The prompt was Seth Godin’s interview with Tim Ferris on The Tim Ferriss Show (ep. 138). “The first thing I would say is everyone should blog, even if it’s not under their own name, every single day. If you are in public making predictions and noticing things, your life gets better. Because you will find a discipline that can’t help but benefit you. If you want to do it in a diary, that’s fine. But the problem with diaries is because they’re private, you can start hiding. In public, in this blog, there it is. Six weeks ago you said this; 12 weeks ago you said that. Are you able, every day, to say one thing that’s new that you’re willing to stand behind? I think that’s just a huge, wonderful practice.”

I like looking at the world – its working philosophies; the creative industries; environmental concerns and conservation efforts; books and publishing; and many other things that come into my attention. If I’m lucky, I have an original thought about them.

At the very least I have something to say about what’s happening, or maybe I just to shine a light on it.

And the world needs perspectives – of all shades – to be shared.

We work, then we ship

This blog is shipping. It’s a continuous reminder to me to get the work done. I’m at a point where I can now write every morning. I write here, and I write in my other media (at this time a novel, which I started during NaNoWriMo, but which has been a holdover).

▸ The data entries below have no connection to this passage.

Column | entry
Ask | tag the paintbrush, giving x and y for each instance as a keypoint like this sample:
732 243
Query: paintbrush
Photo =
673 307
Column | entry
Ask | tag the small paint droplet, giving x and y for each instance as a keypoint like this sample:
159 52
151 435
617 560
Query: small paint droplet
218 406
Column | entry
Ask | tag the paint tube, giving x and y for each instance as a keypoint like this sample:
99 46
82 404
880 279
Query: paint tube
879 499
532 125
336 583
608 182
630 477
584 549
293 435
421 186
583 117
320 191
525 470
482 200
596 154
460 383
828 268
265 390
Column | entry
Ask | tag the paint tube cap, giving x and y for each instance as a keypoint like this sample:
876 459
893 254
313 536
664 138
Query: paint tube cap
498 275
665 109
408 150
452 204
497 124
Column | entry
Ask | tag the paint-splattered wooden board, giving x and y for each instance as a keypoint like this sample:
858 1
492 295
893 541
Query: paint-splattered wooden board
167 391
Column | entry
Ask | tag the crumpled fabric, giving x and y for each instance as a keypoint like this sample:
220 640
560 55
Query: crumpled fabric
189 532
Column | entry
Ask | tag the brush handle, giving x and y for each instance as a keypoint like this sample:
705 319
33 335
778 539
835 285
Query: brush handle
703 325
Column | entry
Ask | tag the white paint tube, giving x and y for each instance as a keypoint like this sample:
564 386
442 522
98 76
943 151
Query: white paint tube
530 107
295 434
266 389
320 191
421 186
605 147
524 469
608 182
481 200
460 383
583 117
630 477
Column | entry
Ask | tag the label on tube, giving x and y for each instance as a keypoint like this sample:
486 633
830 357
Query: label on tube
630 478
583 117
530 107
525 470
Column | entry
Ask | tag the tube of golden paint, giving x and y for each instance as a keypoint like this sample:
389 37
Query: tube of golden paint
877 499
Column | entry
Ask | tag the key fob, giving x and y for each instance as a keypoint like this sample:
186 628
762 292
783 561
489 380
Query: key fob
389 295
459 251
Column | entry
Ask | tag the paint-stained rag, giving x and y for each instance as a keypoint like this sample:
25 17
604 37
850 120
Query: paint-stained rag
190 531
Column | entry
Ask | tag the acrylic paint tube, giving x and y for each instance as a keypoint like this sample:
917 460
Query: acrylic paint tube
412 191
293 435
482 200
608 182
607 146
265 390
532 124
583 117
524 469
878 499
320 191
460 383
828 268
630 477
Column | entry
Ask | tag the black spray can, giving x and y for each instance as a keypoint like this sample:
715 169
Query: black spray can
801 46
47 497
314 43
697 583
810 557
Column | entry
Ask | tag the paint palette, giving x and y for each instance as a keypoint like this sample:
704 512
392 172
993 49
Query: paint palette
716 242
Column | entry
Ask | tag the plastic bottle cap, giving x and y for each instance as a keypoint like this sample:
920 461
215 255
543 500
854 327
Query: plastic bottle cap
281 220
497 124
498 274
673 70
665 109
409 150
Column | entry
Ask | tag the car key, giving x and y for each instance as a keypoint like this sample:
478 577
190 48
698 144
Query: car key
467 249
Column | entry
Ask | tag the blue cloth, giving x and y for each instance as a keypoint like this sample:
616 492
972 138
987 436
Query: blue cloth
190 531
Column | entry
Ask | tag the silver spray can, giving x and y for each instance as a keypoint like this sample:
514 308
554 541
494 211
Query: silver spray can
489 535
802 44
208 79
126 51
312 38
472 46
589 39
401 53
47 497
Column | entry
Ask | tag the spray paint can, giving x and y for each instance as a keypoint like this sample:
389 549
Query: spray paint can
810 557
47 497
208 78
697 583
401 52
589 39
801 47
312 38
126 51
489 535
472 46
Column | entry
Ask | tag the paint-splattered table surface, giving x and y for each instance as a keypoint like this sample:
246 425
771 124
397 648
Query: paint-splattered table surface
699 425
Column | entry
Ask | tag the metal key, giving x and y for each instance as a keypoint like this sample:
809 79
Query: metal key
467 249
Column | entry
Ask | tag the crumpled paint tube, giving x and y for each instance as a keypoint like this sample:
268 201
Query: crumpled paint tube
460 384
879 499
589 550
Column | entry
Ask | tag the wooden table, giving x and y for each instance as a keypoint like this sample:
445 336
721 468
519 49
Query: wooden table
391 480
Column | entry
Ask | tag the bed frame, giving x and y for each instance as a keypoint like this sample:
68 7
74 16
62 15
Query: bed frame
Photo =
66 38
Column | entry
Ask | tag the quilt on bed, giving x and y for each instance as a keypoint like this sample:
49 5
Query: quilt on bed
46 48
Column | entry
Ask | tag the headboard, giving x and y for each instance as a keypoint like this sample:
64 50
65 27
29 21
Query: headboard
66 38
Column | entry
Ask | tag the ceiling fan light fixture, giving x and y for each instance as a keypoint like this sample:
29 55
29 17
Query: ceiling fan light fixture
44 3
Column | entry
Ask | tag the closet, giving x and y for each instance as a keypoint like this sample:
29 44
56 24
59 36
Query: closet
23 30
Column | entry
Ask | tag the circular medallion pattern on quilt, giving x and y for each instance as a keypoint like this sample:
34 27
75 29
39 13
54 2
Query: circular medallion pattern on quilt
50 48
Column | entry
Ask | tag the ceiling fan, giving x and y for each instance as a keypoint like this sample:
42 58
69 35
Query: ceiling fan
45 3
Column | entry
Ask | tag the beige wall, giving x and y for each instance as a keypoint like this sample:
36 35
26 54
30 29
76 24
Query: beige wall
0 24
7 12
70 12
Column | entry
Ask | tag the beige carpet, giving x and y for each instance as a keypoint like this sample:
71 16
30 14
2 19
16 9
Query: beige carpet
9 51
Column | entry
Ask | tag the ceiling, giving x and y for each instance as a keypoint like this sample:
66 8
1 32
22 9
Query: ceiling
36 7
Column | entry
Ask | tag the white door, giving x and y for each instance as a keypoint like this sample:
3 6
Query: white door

Work completed isn’t much until we get it out. Really, it isn’t completed until you put it out. And it’s scary to put it out. There are times when I’d rather not see the finished product.

I do some work in improvisational acting, and that’s instantaneous shipping. That’s getting up, creating a scene (doing the work) and performing it in front of an audience (shipping), all in one moment. Terrifying!

But doing that, it’s helping me here. It’s helping me everywhere. Because in improv, as in any other work, it’s okay to fail. Maybe one project lands flat. Flatter than flat. Just put it in the dungheap and move on.

Seth Godin has a graph of shipping that looks like this:

6a00d83451b31569e2017ee8407661970d-500wi.jpgOriginal post here.

This is specifically for the publication of a book. But it applies to any artistic medium. The Y-axis is the joy you feel for the project, and the X-axis shows time passing with each milestone. I think data point 6 is even lower than what’s shown because fear can take hold. That resistance.

But it’s so important to ship. To accept that fear. That fear is a gift. It’s your body telling you that what you’re doing may very well be important. So don’t stop now. Accept the gift, and get your idea out there.

Love the art in yourself

I’ve spent the last week with the words of playwrights, actors, poets, philosophers, and directors. An eclectic mix, to say the least. What I’ve gathered in my journey is a collection of thoughts on acting, theatre, and art.

Constantin Stanislavski said to love the art in yourself, not your self in the art. For me, I think he’s warning against getting too big for your breeches. And that can happen anywhere, in any occupation.

When you get to feeling like you’re the best thing since sliced bread, even if you happen to be the best thing since sliced bread, something is wrong. Humility goes a long way in keeping you working. In keeping you producing. It’s when you start to lost that humility that you think anything you do is above reproach.

As the Chinese proverb says, the higher up, the greater the fall.